Ricardo Carvalho

Personal information
- Full name: Ricardo Jorge Gomes Carvalho
- Date of birth: 6 March 1996 (age 29)
- Place of birth: Santo Tirso, Portugal
- Height: 1.85 m (6 ft 1 in)
- Position: Centre back

Team information
- Current team: AR São Martinho

Youth career
- 2007–2013: Vitória Guimarães
- 2013–2015: Benfica

Senior career*
- Years: Team / Apps / (Gls)
- 2015: Benfica B / 0 / (0)
- 2016–2018: Vitória Guimarães B / 33 / (0)
- 2018–2019: Salamanca / 14 / (0)
- 2019–2020: Villarrubia / 25 / (0)
- 2020–2021: Almería B / 25 / (0)
- 2021–: AR São Martinho / 39 / (1)

International career
- 2011: Portugal U15 / 2 / (0)
- 2011–2012: Portugal U16 / 12 / (0)
- 2012–2013: Portugal U17 / 12 / (1)
- 2013–2014: Portugal U18 / 5 / (0)

= Ricardo Carvalho (footballer, born 1996) =

Portuguese footballer

Ricardo Jorge Gomes Carvalho (born 6 March 1996) is a Portuguese professional footballer who plays for AR São Martinho as a defender.

==Career==
Born in Santo Tirso, Carvalho started his career at Vitória de Guimarães in 2007. In 2013, he joined Benfica's youth system and was promoted to Benfica B in 2015, but did not play any match.

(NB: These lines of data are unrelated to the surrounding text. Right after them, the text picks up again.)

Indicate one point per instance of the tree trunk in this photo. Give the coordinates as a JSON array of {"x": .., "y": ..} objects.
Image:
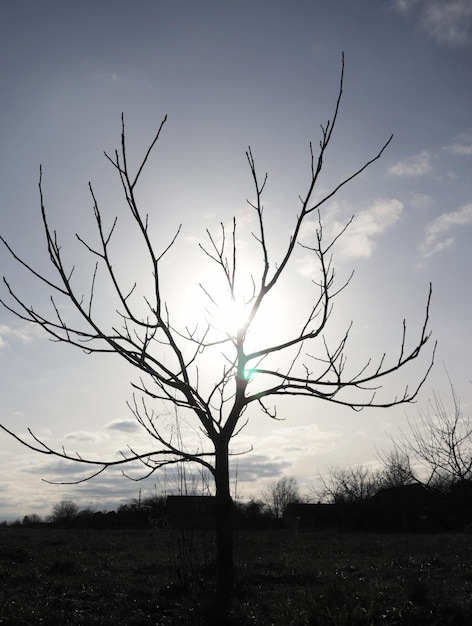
[{"x": 224, "y": 536}]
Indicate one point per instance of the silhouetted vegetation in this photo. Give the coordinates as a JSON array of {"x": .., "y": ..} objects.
[{"x": 108, "y": 577}]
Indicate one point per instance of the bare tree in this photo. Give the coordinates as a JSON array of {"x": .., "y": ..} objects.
[
  {"x": 279, "y": 494},
  {"x": 350, "y": 485},
  {"x": 141, "y": 330},
  {"x": 64, "y": 512},
  {"x": 396, "y": 470},
  {"x": 440, "y": 441}
]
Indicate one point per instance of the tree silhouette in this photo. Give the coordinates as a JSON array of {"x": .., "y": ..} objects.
[{"x": 170, "y": 359}]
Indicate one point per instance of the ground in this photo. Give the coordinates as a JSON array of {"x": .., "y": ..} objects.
[{"x": 161, "y": 577}]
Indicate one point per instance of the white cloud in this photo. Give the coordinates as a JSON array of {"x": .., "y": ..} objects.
[
  {"x": 27, "y": 332},
  {"x": 404, "y": 5},
  {"x": 460, "y": 149},
  {"x": 413, "y": 166},
  {"x": 449, "y": 21},
  {"x": 420, "y": 200},
  {"x": 437, "y": 237},
  {"x": 359, "y": 241},
  {"x": 446, "y": 21},
  {"x": 126, "y": 425}
]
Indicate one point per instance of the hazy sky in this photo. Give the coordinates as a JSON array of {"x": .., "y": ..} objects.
[{"x": 228, "y": 75}]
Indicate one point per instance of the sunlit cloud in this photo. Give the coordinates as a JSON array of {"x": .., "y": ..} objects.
[
  {"x": 81, "y": 435},
  {"x": 438, "y": 236},
  {"x": 462, "y": 146},
  {"x": 449, "y": 21},
  {"x": 123, "y": 425},
  {"x": 25, "y": 333},
  {"x": 417, "y": 165},
  {"x": 360, "y": 239},
  {"x": 420, "y": 200},
  {"x": 446, "y": 21}
]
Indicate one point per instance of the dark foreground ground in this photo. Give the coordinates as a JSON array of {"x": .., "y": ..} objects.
[{"x": 161, "y": 577}]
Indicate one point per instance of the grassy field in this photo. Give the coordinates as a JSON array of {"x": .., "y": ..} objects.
[{"x": 162, "y": 577}]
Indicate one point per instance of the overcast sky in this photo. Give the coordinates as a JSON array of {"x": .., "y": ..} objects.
[{"x": 229, "y": 75}]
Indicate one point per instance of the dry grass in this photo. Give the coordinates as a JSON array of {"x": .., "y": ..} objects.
[{"x": 161, "y": 577}]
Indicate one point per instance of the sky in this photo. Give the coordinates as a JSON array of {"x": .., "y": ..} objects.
[{"x": 231, "y": 75}]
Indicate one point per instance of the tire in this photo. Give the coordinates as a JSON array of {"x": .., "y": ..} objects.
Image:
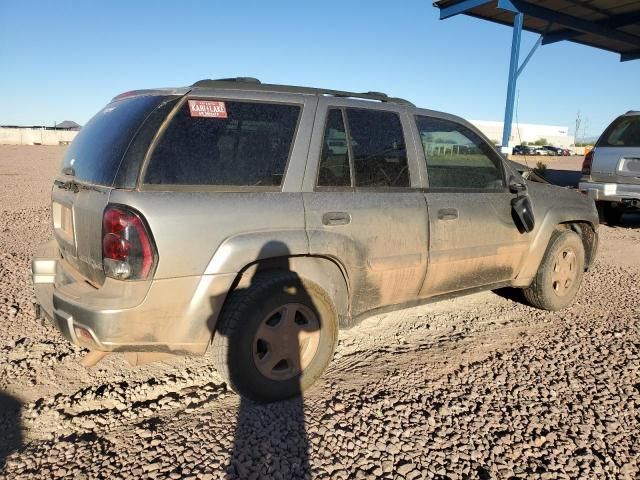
[
  {"x": 611, "y": 213},
  {"x": 565, "y": 258},
  {"x": 250, "y": 330}
]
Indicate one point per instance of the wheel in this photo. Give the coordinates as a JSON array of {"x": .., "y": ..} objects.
[
  {"x": 275, "y": 338},
  {"x": 559, "y": 276},
  {"x": 611, "y": 213}
]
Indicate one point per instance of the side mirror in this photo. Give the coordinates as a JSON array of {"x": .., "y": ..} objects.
[
  {"x": 517, "y": 186},
  {"x": 522, "y": 213}
]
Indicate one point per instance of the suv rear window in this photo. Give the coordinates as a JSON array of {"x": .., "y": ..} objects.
[
  {"x": 624, "y": 132},
  {"x": 247, "y": 145},
  {"x": 96, "y": 152}
]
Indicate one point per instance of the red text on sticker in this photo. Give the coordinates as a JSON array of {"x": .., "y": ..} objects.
[{"x": 207, "y": 108}]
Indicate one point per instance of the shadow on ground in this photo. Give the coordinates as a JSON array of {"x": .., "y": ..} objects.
[{"x": 10, "y": 427}]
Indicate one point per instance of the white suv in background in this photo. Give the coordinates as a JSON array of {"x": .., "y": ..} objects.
[{"x": 611, "y": 171}]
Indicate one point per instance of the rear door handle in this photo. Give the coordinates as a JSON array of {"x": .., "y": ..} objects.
[
  {"x": 336, "y": 218},
  {"x": 447, "y": 214}
]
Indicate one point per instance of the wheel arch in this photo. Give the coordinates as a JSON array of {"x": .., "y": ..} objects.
[
  {"x": 555, "y": 218},
  {"x": 325, "y": 272}
]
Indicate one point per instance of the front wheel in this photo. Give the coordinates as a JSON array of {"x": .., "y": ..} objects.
[
  {"x": 275, "y": 338},
  {"x": 559, "y": 276}
]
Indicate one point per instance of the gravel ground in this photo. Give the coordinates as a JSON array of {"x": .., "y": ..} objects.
[{"x": 476, "y": 387}]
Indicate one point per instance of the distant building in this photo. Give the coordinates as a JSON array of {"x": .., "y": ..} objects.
[{"x": 526, "y": 132}]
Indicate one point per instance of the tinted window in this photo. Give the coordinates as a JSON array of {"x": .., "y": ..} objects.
[
  {"x": 96, "y": 151},
  {"x": 248, "y": 145},
  {"x": 624, "y": 132},
  {"x": 379, "y": 152},
  {"x": 334, "y": 170},
  {"x": 457, "y": 157}
]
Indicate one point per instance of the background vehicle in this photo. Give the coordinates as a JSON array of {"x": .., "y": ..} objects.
[
  {"x": 524, "y": 150},
  {"x": 543, "y": 151},
  {"x": 611, "y": 170},
  {"x": 258, "y": 219}
]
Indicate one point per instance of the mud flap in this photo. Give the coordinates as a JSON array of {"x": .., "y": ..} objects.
[
  {"x": 141, "y": 358},
  {"x": 92, "y": 358}
]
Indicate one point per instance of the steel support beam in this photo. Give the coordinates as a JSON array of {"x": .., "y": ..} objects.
[
  {"x": 460, "y": 7},
  {"x": 518, "y": 21},
  {"x": 569, "y": 21},
  {"x": 533, "y": 50}
]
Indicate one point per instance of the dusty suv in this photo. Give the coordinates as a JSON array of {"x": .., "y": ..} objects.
[
  {"x": 611, "y": 171},
  {"x": 258, "y": 219}
]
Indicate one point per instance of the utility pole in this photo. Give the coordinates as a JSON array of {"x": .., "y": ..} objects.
[{"x": 577, "y": 130}]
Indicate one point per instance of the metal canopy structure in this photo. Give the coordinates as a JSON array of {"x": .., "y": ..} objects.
[{"x": 612, "y": 25}]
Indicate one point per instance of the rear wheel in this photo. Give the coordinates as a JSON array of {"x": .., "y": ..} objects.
[
  {"x": 275, "y": 338},
  {"x": 559, "y": 276}
]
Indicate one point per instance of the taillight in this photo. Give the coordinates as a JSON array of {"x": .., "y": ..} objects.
[
  {"x": 128, "y": 252},
  {"x": 586, "y": 163}
]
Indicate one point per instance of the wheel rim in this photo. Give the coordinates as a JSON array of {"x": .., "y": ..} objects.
[
  {"x": 286, "y": 341},
  {"x": 565, "y": 272}
]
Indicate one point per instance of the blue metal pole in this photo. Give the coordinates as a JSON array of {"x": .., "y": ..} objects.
[{"x": 513, "y": 77}]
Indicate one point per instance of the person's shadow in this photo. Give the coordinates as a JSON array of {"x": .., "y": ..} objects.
[
  {"x": 10, "y": 427},
  {"x": 270, "y": 439}
]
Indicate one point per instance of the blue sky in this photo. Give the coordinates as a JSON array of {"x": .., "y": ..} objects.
[{"x": 63, "y": 60}]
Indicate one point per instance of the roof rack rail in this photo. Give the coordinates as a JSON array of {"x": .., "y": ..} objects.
[
  {"x": 381, "y": 97},
  {"x": 249, "y": 82},
  {"x": 205, "y": 82}
]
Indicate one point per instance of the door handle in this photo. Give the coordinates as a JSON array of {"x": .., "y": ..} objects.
[
  {"x": 448, "y": 214},
  {"x": 336, "y": 218}
]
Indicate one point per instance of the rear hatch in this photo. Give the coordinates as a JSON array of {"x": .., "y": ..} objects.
[
  {"x": 89, "y": 172},
  {"x": 616, "y": 157}
]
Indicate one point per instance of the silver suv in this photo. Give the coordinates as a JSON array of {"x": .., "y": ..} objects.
[
  {"x": 257, "y": 219},
  {"x": 611, "y": 171}
]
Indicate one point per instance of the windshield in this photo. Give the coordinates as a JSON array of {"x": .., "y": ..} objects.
[{"x": 94, "y": 155}]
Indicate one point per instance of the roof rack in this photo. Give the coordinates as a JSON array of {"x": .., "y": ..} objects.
[
  {"x": 206, "y": 82},
  {"x": 237, "y": 82}
]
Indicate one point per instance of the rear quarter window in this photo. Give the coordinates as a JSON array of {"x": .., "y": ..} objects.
[
  {"x": 96, "y": 152},
  {"x": 624, "y": 132},
  {"x": 248, "y": 145}
]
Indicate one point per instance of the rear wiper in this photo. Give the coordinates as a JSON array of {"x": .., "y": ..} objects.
[
  {"x": 69, "y": 171},
  {"x": 73, "y": 186}
]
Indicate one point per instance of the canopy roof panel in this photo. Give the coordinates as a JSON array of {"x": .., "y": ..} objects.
[{"x": 612, "y": 25}]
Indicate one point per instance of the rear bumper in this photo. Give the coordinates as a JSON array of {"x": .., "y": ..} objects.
[
  {"x": 169, "y": 315},
  {"x": 611, "y": 192}
]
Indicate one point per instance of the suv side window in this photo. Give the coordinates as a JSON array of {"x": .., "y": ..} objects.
[
  {"x": 624, "y": 132},
  {"x": 334, "y": 169},
  {"x": 457, "y": 157},
  {"x": 378, "y": 148},
  {"x": 237, "y": 144}
]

In 2016, he returned to Guimarães where he debuted professionally on 9 March, with Vitória Guimarães B in a 2015–16 LigaPro match against UD Oliveirense.

On 31 August 2018, Carvalho moved abroad for the first time in his career, after agreeing to a contract with Segunda División B side Salamanca CF.